I don't know that much, all to little in fact. It's just that I'm trying to learn :)
As we all are I guess. I will definitely look up your suggestions.

Be cool.
 
  • #34
I think Antiphon hit upon it. If you drop an electron in a gravitational field, and it speeds by you, you should feel radiation from the accelerating charge. Conversely, if you are accelerating past an electron, you should also experience radiation, being that in classical physics electromagnetism is based on relativistic motion. I understand that if you stand next to the LHC while charges are circling through it, that there is enough radiation to kill you in a relatively short time because of the accelerating charges (the centripetal force of the magnets forcing the charges to curve in a circle). If you were riding along with the protons, or mercury nuclei in some cases, you would not experience any radiation, right? So it's relative, an electon sitting on a chair next to you is experiencing the same acceleration as you, and there is no relative spatial motion to you, so it doesn't radiate to you.

The earliest model of the atom (electrons orbiting a nucleus), was ridiculed because classical physics predicted that the electron would radiate and spiral into the nucleus. Quantum physics allowed atoms to be by preventing infinitesimal energy changes in a potential field. So that is one place where uniform acceleration (including relative motion) does not cause a charge to radiate.
 
  • #35
I liked the explanation(s) too, it's just that I'm unsure.
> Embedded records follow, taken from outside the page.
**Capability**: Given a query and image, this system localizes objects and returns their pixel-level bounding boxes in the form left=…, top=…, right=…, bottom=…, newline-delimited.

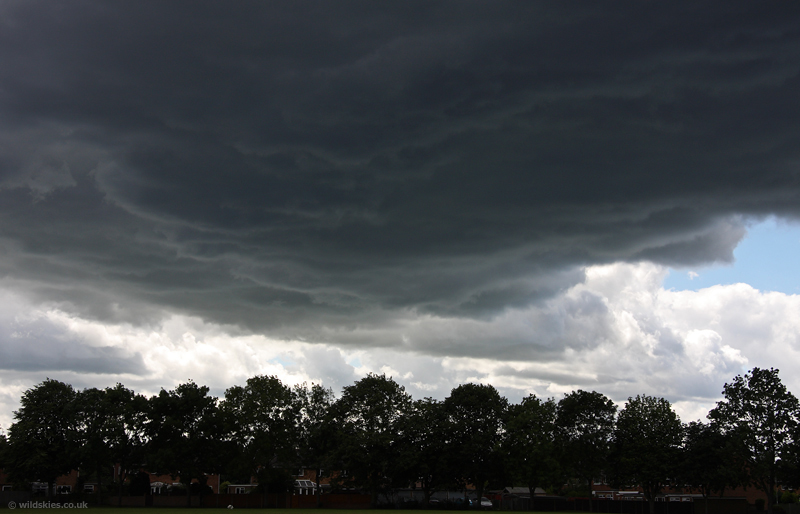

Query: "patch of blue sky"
left=664, top=218, right=800, bottom=294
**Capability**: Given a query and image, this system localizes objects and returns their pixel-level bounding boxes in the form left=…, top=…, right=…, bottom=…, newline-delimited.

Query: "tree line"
left=0, top=368, right=800, bottom=512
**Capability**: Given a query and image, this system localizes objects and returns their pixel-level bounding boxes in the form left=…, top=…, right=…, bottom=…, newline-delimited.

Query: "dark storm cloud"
left=0, top=1, right=800, bottom=351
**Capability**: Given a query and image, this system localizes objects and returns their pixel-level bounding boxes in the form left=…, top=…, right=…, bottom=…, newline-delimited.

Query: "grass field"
left=0, top=505, right=589, bottom=514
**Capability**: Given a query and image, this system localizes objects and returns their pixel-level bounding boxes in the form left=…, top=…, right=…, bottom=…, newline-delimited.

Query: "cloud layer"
left=6, top=264, right=800, bottom=427
left=0, top=0, right=800, bottom=422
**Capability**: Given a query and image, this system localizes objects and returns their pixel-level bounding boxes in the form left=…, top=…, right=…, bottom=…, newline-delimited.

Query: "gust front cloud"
left=0, top=1, right=800, bottom=362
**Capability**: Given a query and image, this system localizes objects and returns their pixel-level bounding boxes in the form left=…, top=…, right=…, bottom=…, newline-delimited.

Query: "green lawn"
left=0, top=505, right=589, bottom=514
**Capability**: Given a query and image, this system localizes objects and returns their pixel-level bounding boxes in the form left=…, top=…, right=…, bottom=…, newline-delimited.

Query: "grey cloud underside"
left=0, top=305, right=146, bottom=374
left=0, top=1, right=800, bottom=351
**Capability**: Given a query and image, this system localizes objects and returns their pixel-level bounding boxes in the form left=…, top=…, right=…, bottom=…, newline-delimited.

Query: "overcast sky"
left=0, top=0, right=800, bottom=428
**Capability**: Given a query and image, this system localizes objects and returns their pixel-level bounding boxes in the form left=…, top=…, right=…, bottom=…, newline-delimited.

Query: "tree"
left=103, top=383, right=150, bottom=506
left=221, top=375, right=297, bottom=492
left=679, top=421, right=742, bottom=512
left=505, top=395, right=563, bottom=509
left=444, top=384, right=508, bottom=500
left=331, top=373, right=411, bottom=507
left=556, top=389, right=617, bottom=500
left=6, top=378, right=79, bottom=495
left=708, top=368, right=800, bottom=513
left=398, top=398, right=449, bottom=505
left=292, top=383, right=335, bottom=507
left=75, top=387, right=114, bottom=495
left=614, top=395, right=683, bottom=514
left=147, top=381, right=225, bottom=505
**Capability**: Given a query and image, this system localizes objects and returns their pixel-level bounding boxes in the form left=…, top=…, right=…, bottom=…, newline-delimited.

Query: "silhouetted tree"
left=331, top=373, right=411, bottom=507
left=147, top=381, right=225, bottom=505
left=292, top=384, right=336, bottom=507
left=444, top=384, right=508, bottom=500
left=556, top=389, right=617, bottom=504
left=504, top=395, right=563, bottom=509
left=398, top=398, right=450, bottom=505
left=614, top=395, right=683, bottom=514
left=220, top=375, right=297, bottom=492
left=708, top=368, right=800, bottom=513
left=6, top=378, right=80, bottom=495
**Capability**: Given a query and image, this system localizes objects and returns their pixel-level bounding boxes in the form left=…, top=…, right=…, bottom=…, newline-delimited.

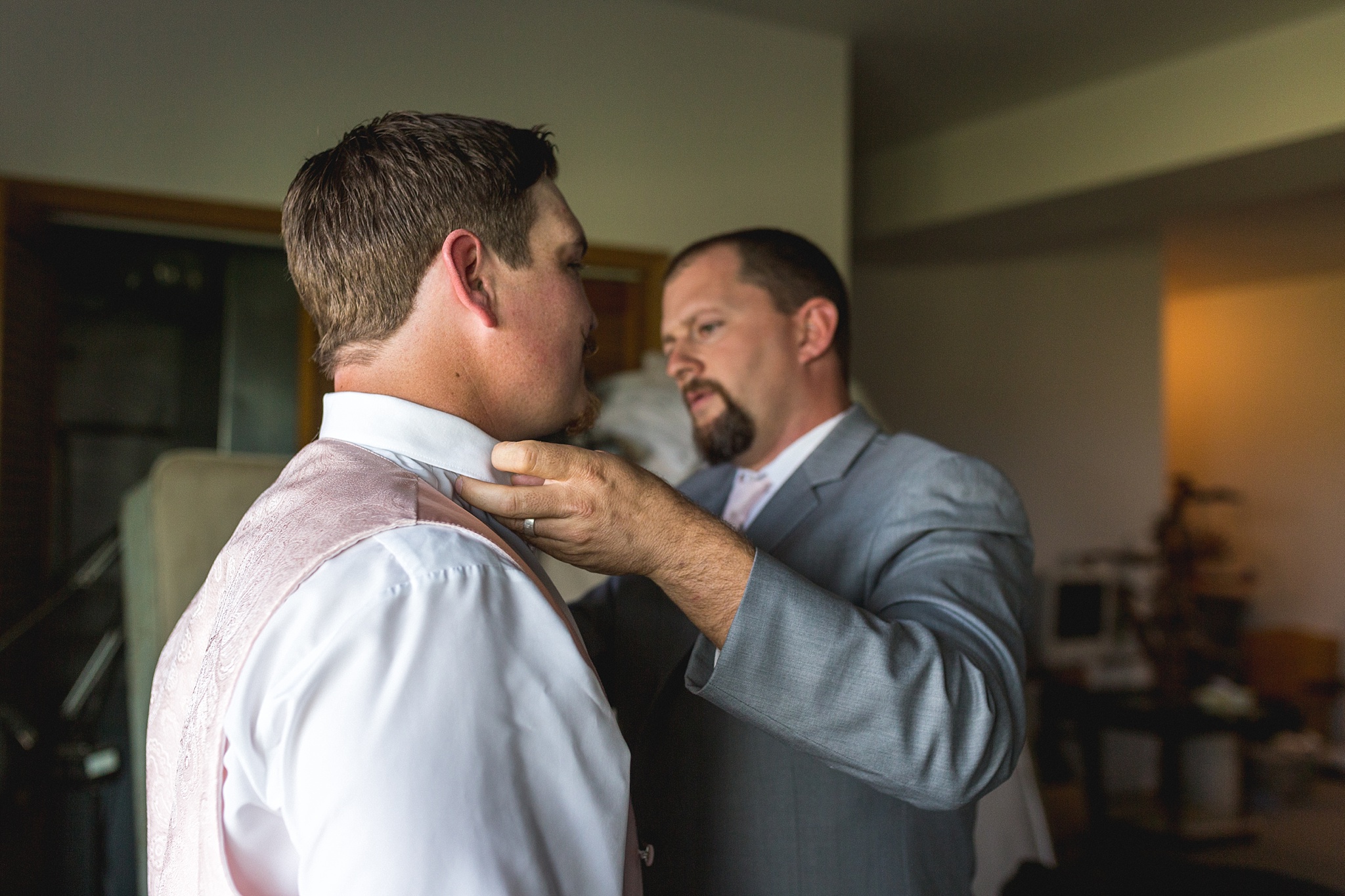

If you accept the idea of equivalence then the question seems to become how far you can 'draw it'? As Antiphon saw it, as I understood it, the difference between the frames was that one frame was expending energy (rocket) and the other wasn't.

And expending energy for velocity have very strange effects for that frame relative others. It's only without any comparative evidence those frames are equivalent, looking out a window would destroy the equivalence f.ex. Is there any way to expend energy without begetting a radiation btw? I was thinking of using the sun instead but it falls on that it will radiate there, and the reason for that one was the question if it was the 'energy spent' or 'velocity' that would create the effect if so.

As for dropping an electron into a gravitational field?

That one gives me a headache :) Consider it empty on other particles, just you and that electron 'free falling' down some ? No 'static' EM fields around, just that electron. Would it then radiate? And then have a far observer at rest versus the gravitational field 'accelerating' you. Would they see the same?

Why?

But the explanation Antiphon presented was quite good.